The prevalence and genomic context of Shiga toxin 2a genes in E. coli found in cattle

Shiga toxin-producing Escherichia coli (STEC) that cause severe disease predominantly carry the toxin gene variant stx 2a . However, the role of Shiga toxin in the ruminant reservoirs of this zoonotic pathogen is poorly understood and strains that cause severe disease in humans (HUSEC) likely constitute a small and atypical subset of the overall STEC flora. The aim of this study was to investigate the presence of stx 2a in samples from cattle and to isolate and characterize stx 2a -positive E. coli . In nationwide surveys in Sweden and Norway samples were collected from individual cattle or from cattle herds, respectively. Samples were tested for Shiga toxin genes by real-time PCR and amplicon sequencing and stx 2a -positive isolates were whole genome sequenced. Among faecal samples from Sweden, stx 1 was detected in 37%, stx 2 in 53% and stx 2a in 5% and in skin samples in 64%, 79% and 2% respectively.
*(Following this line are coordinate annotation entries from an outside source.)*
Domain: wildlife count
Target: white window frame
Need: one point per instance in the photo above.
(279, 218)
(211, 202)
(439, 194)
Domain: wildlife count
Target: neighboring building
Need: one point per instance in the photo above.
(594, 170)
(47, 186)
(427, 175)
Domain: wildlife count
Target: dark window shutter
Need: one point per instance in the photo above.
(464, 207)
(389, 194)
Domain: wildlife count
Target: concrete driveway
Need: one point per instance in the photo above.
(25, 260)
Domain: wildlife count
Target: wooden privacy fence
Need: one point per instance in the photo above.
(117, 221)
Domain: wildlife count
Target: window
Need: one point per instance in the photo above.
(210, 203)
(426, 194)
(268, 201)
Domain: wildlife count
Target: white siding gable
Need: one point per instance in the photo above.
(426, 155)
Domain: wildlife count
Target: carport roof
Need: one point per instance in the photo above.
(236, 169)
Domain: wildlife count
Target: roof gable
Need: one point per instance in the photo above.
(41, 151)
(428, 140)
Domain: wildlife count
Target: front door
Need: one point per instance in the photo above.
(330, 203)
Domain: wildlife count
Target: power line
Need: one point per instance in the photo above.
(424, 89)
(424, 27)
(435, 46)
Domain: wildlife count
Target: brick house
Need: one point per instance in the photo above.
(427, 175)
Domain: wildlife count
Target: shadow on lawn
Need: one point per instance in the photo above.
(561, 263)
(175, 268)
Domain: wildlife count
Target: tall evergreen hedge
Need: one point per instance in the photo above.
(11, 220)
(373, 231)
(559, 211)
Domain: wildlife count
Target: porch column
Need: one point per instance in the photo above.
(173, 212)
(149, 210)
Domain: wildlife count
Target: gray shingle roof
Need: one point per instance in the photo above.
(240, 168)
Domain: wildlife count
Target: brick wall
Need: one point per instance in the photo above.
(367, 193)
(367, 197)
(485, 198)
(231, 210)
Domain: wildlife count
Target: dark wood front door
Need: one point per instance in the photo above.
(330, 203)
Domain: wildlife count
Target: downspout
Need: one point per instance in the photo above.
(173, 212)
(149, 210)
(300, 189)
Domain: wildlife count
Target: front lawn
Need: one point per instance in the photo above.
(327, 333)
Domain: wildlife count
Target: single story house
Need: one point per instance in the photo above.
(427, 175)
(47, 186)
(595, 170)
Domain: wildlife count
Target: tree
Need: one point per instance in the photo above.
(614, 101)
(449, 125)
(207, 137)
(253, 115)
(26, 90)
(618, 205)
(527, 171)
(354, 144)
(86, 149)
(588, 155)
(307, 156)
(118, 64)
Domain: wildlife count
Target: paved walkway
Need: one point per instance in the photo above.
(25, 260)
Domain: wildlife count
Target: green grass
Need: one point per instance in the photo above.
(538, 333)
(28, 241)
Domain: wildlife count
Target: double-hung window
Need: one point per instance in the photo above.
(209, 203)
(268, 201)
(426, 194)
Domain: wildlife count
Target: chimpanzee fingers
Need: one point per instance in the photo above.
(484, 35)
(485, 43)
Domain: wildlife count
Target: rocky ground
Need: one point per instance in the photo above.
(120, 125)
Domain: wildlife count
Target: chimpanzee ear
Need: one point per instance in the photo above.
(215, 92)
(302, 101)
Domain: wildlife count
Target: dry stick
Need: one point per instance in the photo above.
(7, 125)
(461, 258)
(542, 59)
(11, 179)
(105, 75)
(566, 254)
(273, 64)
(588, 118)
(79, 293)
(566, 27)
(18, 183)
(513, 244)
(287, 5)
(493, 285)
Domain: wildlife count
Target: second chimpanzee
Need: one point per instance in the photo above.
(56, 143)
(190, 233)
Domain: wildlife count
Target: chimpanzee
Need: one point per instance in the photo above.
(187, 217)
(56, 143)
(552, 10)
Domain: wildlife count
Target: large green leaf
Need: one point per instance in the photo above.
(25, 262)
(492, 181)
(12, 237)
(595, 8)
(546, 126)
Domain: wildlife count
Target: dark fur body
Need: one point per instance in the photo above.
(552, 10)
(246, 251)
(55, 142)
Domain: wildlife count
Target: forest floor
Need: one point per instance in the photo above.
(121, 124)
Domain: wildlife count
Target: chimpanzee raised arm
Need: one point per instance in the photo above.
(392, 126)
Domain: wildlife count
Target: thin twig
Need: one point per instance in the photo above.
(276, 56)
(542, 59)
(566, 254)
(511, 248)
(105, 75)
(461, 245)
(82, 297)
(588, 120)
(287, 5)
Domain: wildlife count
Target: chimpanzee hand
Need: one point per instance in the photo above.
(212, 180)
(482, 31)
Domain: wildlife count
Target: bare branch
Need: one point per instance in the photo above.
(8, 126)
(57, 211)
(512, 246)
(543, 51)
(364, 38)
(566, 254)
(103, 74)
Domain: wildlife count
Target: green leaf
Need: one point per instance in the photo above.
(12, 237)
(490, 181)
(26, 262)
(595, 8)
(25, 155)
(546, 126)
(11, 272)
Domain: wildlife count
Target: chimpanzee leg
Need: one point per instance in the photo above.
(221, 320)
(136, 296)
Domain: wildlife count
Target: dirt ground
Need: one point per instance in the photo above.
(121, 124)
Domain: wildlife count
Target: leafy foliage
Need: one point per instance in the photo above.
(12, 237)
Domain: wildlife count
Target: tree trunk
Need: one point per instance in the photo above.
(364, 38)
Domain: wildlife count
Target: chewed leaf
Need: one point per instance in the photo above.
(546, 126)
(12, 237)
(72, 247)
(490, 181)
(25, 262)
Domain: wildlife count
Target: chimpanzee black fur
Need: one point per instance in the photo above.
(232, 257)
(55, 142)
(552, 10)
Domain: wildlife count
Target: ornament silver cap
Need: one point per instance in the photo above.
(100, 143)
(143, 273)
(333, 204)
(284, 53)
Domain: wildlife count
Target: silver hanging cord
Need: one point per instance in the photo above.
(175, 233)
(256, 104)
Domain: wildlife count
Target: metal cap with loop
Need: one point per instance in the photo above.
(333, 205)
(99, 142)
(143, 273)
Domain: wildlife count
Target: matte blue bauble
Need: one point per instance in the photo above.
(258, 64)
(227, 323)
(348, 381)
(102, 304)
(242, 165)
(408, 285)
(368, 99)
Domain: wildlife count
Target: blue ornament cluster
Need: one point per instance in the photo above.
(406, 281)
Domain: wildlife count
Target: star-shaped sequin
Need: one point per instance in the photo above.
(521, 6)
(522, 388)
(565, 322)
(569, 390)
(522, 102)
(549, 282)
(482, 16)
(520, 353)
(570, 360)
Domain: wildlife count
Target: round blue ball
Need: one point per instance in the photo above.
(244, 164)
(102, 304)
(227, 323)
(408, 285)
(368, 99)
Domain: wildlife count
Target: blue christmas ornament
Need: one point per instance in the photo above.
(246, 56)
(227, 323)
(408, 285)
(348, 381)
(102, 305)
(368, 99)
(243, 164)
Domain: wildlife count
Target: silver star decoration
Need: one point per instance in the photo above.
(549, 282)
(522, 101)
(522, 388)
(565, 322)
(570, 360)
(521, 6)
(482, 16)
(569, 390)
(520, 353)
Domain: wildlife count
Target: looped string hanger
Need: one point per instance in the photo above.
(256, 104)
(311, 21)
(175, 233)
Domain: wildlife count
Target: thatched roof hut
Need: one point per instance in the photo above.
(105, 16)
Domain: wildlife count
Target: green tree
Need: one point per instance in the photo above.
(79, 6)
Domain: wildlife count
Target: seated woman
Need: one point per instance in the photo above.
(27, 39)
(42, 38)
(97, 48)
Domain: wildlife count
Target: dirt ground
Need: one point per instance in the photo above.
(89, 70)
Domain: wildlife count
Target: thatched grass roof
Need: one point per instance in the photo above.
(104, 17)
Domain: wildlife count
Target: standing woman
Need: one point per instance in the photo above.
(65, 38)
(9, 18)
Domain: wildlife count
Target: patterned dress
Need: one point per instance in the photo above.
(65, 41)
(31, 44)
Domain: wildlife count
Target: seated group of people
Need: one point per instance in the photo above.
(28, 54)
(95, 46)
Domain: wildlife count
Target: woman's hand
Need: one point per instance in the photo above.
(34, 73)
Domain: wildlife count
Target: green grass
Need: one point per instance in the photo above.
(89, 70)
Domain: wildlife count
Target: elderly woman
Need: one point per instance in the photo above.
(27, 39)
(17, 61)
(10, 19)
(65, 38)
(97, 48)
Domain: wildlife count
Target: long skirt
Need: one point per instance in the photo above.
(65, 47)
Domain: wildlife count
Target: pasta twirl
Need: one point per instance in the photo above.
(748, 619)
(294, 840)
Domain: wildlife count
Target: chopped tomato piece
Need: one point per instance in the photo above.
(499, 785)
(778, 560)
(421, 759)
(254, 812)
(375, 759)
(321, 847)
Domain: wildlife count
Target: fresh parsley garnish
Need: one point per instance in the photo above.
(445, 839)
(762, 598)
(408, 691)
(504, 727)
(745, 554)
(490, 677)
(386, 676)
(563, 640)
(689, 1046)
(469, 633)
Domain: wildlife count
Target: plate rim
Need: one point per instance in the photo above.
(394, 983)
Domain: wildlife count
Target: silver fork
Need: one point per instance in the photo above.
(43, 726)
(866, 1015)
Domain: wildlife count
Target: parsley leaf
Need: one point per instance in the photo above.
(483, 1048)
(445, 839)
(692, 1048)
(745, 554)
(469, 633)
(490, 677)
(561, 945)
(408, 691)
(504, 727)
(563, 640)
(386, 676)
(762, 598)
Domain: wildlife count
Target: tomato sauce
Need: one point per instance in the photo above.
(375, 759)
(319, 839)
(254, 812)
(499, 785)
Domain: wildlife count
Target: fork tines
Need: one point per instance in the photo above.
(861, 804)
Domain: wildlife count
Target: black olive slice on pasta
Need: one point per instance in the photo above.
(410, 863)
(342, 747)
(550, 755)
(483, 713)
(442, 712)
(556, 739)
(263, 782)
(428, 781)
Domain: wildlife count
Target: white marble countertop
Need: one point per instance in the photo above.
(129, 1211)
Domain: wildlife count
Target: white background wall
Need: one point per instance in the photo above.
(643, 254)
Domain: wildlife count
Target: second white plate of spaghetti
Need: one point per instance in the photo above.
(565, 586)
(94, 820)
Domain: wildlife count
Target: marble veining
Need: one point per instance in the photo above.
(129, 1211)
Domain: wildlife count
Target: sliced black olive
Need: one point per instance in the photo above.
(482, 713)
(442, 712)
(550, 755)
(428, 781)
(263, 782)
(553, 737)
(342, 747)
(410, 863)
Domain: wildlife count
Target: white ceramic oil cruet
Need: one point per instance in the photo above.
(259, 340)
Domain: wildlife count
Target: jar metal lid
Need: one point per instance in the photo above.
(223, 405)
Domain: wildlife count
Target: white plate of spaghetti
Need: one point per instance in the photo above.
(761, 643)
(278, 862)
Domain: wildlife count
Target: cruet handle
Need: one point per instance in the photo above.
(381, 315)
In Norway, 79% of the herds were positive for stx 1 , 93% for stx 2 and 17% for stx 2a . Based on amplicon sequencing the most common stx 2 types in samples from Swedish cattle were stx 2a and stx 2d . Multilocus sequence typing (MLST) of 39 stx 2a -positive isolates collected from both countries revealed substantial diversity with 19 different sequence types. Only a few classical LEE-positive HUSEC were found among the stx 2a -positive isolates, notably a single O121:H19 and an O26:H11. Known LEE-negative HUSEC lineages were also recovered including O113:H21 (ST-223), O130:H11 (ST-297), and O101:H33 (ST-330). We conclude that E. coli encoding stx 2a in cattle are ranging from well-known HUSEC to unknown STEC variants. Comparison of isolates from human HUS cases to related STEC from the ruminant reservoirs can help identify combinations of virulence attributes necessary to cause HUS, as well as provide a better understanding of the routes of infection for rare and emerging pathogenic STEC.